I have had at least four different Sirius radios in different vehicles. The one in my 2016 M235i is the first one that has been a factory installed radio. The rest have been plugged into an Aux receptacle and even an FM transmitter model.

The Sirius radio in the BMW has no fidelity. It sounds awful. In fact, the local NPR station sounds much better on FM. The speakers are not the best by any means (HK), but other sources sound better. My iPhone is not bad.

Has anyone else had a different experience or had any luck getting the dealer to change out the Sirius module?


----------



## tim330i (Dec 18, 2001)

Seems to be a common problem -

http://www.bimmerfest.com/forums/showthread.php?t=659911
http://www.bimmerfest.com/forums/showthread.php?t=914494
http://www.bimmerfest.com/forums/showthread.php?t=833470

Not much you can do about it from what I read.


----------



## MrScuba (Jun 17, 2015)

I appreciate the links. Particularly the first one.

Very interesting and depressing.

I may try putting my aftermarket Sirius receiver in the BMW as an experiment.

I am up for renewal of the radio in October.

Thanks


----------



## thunder550 (Aug 26, 2015)

I've had Sirius/XM in several vehicles, and the quality hasn't been good in any of them. I have noticed it more in vehicles with higher-end stereos. It's so bad that I won't listen to it anymore...streaming Amazon/Pandora through the BMW app sounds significantly better. Sirius serves up compressed music, variable bitrate but around the equivalent of a 96k MP3 file, which is basically terrible. It'll never sound anywhere near as good as a CD. I don't listen to the radio much (can't stand the ads), but HD Radio seems to have much better sound quality than Sirius does.


----------



## mcleod52 (Jan 29, 2015)

Poor performance of this is why I never renewed my subscription after the free 6 month offer.

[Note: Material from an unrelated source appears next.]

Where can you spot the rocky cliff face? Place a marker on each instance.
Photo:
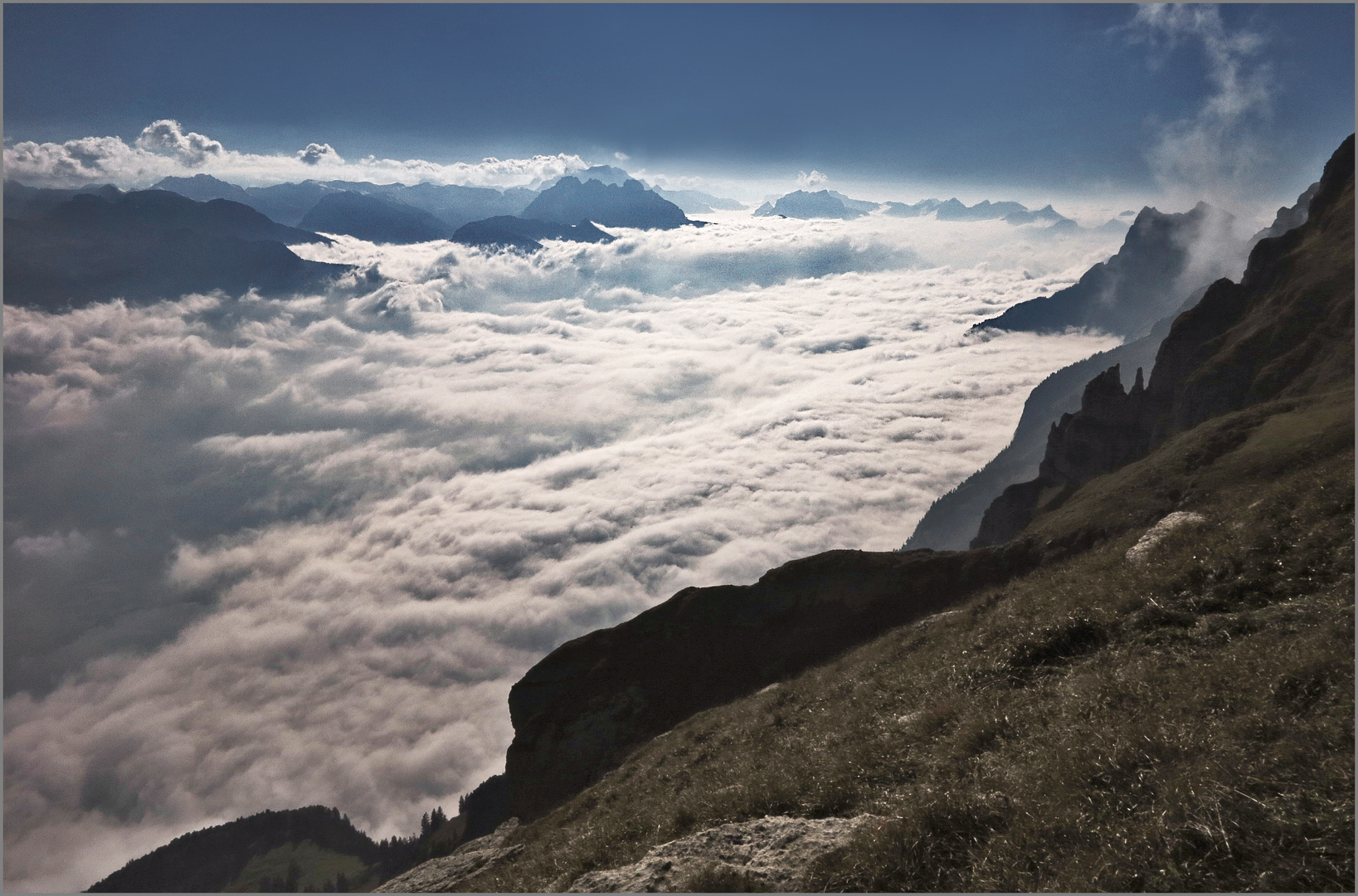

With a USB port and a 128 GB stick with music, I don't need any sub-par radio. My $0.02 worth


----------



## xx (Jun 2, 2013)

Channel 51/BPM sounds clear. That Radio Disney is ok too. The Z100/NY and KIIS/LA signal qualities are good too. There are indeed some stations that are awful quality/bitrate. They took my Utopia away and replaced it with Garth lol.


----------



## RJPoli (Dec 28, 2016)

Agree! Sirius sound is very compressed and not consistent, sound quality varies due to satellite reception. But with thousands of songs on a few thumb drives and HD radio that sounds great I will not be renewing my Sirius subscription.


----------



## maxdriver (Nov 22, 2011)

I agree - horrible. I don't listen to it even when it's free. I love music and just cannot handle the incredibly bad sound quality. Someone must be listening though, given how many channels are offered....:dunno:


----------